Swaine reached over and grabbed the shard at my chest between his index finger and thumb and pulled it back. The glass gave, then slid back. My pulse thrummed in my ears.
Night air swept in through the missing window, rattling the paper strewn across the floor. A shadow slipped from the darkness of the corner by the window. The shard of glass slid the pendant up toward my throat.
“Ignis,” Swaine commanded, motioning at the hearth. Flames blazed. In the sudden light, a woman stood before us—not tall, homespun skirts faded and tattered, her face on the fair side of plain. Her skin shimmered as though lit by moonlight falling through shifting trees.
“Sir,” I whispered.
“Something’s here,” Swaine said. “A presence.”

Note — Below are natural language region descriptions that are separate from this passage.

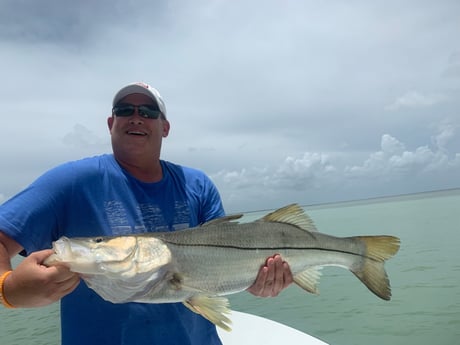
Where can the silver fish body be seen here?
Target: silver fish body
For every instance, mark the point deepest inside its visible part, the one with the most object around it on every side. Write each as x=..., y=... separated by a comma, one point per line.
x=197, y=265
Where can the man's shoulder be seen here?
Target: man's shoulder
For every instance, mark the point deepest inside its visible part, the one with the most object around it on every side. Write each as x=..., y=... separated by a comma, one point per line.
x=188, y=172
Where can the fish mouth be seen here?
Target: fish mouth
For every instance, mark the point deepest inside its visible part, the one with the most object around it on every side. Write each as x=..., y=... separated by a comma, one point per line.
x=136, y=133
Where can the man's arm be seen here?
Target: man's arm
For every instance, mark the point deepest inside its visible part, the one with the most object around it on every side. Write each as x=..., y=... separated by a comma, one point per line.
x=32, y=284
x=273, y=277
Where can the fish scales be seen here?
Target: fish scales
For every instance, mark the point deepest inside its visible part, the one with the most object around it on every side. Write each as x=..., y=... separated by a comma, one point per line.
x=198, y=266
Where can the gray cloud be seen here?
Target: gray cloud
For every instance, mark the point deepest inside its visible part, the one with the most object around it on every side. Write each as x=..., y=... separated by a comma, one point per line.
x=277, y=101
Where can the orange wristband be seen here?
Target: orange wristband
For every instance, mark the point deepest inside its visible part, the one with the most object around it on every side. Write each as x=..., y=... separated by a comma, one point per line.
x=2, y=294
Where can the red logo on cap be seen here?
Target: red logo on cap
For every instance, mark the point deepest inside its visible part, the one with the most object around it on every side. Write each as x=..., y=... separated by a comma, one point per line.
x=145, y=86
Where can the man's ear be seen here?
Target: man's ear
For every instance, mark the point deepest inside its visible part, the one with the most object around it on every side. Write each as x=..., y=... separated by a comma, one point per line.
x=166, y=127
x=110, y=122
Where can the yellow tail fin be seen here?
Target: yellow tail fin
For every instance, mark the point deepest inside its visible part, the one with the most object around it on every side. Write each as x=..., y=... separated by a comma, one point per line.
x=372, y=272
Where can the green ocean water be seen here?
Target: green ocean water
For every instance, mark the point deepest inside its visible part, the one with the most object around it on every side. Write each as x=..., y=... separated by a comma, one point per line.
x=425, y=277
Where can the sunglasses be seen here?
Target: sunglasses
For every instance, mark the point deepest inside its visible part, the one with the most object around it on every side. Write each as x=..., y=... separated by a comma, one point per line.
x=145, y=110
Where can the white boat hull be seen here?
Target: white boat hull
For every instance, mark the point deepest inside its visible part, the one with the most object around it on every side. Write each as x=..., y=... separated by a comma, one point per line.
x=256, y=330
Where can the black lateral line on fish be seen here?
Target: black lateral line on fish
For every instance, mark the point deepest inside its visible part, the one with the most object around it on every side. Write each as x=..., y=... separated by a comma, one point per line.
x=276, y=248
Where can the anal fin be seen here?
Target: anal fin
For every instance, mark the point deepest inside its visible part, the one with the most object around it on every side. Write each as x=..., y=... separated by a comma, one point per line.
x=213, y=308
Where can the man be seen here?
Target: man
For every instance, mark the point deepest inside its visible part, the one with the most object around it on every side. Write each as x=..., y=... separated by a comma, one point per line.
x=129, y=191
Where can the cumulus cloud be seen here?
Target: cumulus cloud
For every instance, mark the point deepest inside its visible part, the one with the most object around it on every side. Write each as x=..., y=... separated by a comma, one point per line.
x=391, y=167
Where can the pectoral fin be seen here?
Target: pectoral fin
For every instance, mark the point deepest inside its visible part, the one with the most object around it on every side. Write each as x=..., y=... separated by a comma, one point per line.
x=308, y=279
x=212, y=308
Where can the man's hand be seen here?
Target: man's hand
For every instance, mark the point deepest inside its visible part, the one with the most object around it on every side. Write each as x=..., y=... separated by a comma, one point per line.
x=32, y=284
x=273, y=277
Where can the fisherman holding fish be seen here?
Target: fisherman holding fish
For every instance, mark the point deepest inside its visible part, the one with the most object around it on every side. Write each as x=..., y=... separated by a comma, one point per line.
x=128, y=192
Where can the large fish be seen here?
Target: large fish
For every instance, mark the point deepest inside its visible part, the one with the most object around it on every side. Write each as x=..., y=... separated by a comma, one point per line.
x=198, y=265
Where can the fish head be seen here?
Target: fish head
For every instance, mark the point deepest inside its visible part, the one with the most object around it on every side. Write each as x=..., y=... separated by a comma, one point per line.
x=95, y=255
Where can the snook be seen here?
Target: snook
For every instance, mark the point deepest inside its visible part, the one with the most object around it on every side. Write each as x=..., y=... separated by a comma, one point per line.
x=221, y=257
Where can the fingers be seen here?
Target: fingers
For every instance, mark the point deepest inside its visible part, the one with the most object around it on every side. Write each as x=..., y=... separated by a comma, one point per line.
x=33, y=284
x=272, y=278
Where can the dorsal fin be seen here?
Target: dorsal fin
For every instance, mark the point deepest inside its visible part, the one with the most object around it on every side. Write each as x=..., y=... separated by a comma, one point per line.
x=223, y=219
x=292, y=214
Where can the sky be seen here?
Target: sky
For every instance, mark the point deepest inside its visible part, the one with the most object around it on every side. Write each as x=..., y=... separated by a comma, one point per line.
x=278, y=101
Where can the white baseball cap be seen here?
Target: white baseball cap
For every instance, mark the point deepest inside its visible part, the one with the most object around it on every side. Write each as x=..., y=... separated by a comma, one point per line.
x=143, y=88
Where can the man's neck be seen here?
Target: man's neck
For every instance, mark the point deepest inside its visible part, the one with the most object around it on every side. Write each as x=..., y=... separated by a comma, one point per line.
x=150, y=172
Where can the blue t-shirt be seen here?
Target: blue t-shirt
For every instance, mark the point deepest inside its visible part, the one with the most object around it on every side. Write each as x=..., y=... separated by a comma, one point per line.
x=93, y=197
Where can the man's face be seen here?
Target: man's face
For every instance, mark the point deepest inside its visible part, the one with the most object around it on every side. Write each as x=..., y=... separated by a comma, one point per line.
x=136, y=135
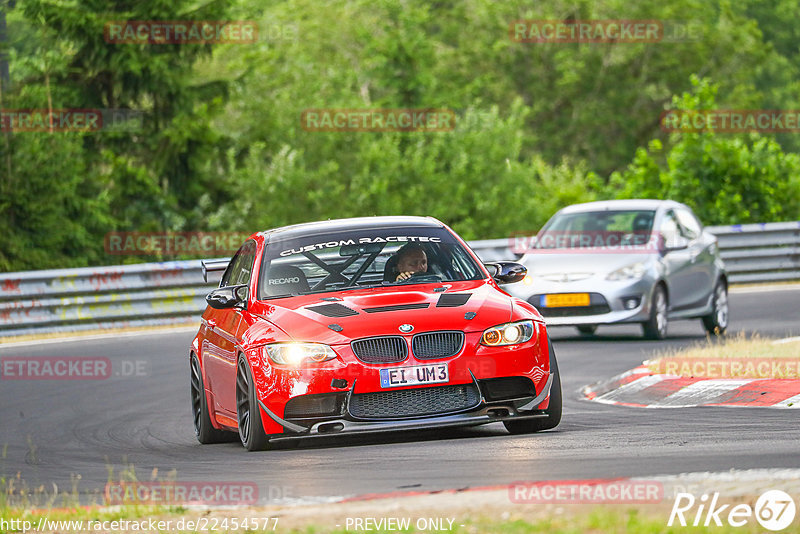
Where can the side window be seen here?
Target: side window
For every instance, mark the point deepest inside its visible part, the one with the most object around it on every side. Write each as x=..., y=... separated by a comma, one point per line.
x=690, y=227
x=241, y=266
x=669, y=228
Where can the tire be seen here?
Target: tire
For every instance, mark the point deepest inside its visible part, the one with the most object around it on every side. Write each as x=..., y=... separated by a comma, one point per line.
x=587, y=329
x=248, y=412
x=203, y=429
x=716, y=322
x=553, y=411
x=656, y=326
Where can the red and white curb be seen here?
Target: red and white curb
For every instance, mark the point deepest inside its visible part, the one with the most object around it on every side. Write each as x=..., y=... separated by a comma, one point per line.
x=642, y=388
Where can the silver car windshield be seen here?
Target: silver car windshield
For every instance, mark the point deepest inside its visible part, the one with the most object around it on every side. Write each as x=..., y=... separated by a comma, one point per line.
x=596, y=229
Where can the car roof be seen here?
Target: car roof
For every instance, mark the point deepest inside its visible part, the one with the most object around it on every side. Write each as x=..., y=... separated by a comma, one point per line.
x=355, y=223
x=625, y=204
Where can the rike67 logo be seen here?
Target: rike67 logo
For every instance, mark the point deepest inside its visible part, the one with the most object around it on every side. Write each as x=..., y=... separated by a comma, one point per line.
x=774, y=510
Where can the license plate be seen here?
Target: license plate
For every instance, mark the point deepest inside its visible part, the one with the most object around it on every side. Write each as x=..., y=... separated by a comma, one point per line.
x=411, y=376
x=562, y=300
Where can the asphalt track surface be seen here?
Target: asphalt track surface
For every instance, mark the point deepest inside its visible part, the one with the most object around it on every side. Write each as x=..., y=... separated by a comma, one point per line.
x=55, y=431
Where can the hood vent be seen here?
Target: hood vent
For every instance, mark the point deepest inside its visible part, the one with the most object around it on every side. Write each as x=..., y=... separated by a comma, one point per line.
x=397, y=307
x=453, y=300
x=333, y=310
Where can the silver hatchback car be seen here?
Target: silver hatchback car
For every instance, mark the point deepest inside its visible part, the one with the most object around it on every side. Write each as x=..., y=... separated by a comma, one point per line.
x=626, y=261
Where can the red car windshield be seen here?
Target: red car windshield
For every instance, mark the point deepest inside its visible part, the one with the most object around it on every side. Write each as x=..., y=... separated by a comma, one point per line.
x=363, y=258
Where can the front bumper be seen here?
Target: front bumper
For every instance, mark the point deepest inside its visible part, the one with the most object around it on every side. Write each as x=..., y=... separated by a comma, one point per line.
x=612, y=295
x=486, y=411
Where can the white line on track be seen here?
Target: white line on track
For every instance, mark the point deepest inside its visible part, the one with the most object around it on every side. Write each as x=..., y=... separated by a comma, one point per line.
x=110, y=335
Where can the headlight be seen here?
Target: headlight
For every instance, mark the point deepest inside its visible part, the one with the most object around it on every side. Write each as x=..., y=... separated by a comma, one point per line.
x=508, y=334
x=629, y=272
x=296, y=354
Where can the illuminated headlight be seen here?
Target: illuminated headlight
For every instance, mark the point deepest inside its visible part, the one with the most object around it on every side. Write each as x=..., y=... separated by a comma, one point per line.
x=296, y=354
x=509, y=334
x=629, y=272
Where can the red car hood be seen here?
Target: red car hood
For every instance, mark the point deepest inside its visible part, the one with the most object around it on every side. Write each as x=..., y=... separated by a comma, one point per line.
x=307, y=317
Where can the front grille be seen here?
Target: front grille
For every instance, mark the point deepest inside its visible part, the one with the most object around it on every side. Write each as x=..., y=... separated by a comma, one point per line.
x=385, y=349
x=433, y=345
x=414, y=402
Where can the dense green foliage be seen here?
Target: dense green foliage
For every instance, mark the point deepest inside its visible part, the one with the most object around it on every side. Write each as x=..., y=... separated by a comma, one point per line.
x=539, y=125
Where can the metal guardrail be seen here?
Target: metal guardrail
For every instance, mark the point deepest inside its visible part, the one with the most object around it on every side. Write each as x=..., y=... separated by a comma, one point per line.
x=174, y=292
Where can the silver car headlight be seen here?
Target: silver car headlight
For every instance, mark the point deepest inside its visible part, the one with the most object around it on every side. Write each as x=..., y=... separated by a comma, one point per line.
x=296, y=354
x=508, y=334
x=629, y=272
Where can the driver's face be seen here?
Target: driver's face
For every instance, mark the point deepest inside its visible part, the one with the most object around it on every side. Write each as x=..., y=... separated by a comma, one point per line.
x=414, y=262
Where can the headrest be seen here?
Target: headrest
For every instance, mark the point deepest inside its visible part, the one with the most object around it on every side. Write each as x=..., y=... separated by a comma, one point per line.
x=285, y=279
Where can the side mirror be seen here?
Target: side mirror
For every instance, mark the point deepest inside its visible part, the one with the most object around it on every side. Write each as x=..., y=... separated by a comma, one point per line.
x=506, y=272
x=677, y=242
x=227, y=297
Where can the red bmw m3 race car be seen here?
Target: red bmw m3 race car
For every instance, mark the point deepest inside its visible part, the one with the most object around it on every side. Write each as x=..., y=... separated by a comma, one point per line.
x=367, y=325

“A woman, sir. Right there.” As I spoke, she lifted a hand and the shards in front of me swept sideways—I stepped back just in time to avoid being sliced. The glass flew around the room like a sextet of sparrows, glinting with the firelight, once, twice, then slamming into the revenant, piercing inches deep into her right cheek, her throat, her right breast, two into the side of her hip, and a final one into her thigh. The revenant’s newly-blue eyes didn’t register a thing, but after a moment, she crumpled to the floor. Swaine put both hands to his head, his face twisted in a blaze of pain.